Mystery: January 15, 2014 Issue [#6102] |
Mystery
This week: Occam's Razor Edited by: Jeff More Newsletters By This Editor
1. About this Newsletter 2. A Word from our Sponsor 3. Letter from the Editor 4. Editor's Picks 5. A Word from Writing.Com 6. Ask & Answer 7. Removal instructions
"Somewhere, something incredible is waiting to be known."
-- Carl Sagan
Mystery Trivia of the Week: The board game Clue (or Cluedo in some countries) was originally created in 1949 by a British law clerk. The original incarnation of the game was called "Murder!" and had several features that never made it into the first public availability of the game. Those changes include the additional characters of Mr. Brown, Mr. Gold, Miss Grey, and Mrs. Silver, as well as an additional room (the "Gun Room") and the following weapons: axe, bomb, syringe, poison, shillelagh, and fireplace poker. Some unused characters and weapons did make appearances in later versions of the game.
|
ASIN: 0995498113 |
|
Amazon's Price: $ 19.95
|
|
OCCAM'S RAZOR
As I was trying to come up with a topic for this week's Mystery Newsletter, inspiration came in the midst of a small party (board game night!) that my wife and I hosted as a belated way to celebrate our birthdays. And it seems somewhat fitting that the game that sparked the idea for this Mystery Newsletter was none other than Clue.
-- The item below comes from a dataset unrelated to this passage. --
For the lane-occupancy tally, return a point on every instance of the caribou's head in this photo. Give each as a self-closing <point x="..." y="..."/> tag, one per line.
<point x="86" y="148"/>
First of all, if you need a little background:
Quick Explanation of How to Play ▼
For those of you unfamiliar with the game, the basic idea is that you're trying to solve a murder by successfully guessing the murderer, the weapon of choice, and the room of a mansion in which the murder was committed. Game play starts out with players each holding a few cards with rooms, weapons, or suspects on them (one of each is randomly chosen and set aside at the beginning, and all remaining weapon and room and suspect cards are divided up among the players). Players then move around the game board, entering specific rooms and making accusations. Other players then must show the guesser a card if they have it, thereby allowing the guesser to eliminate that item from the list of possibilities. Eventually, a guesser will eliminate all possibilities except one weapon, one room, and one suspect, leaving them with the answer. First person to come up with that answer wins the game.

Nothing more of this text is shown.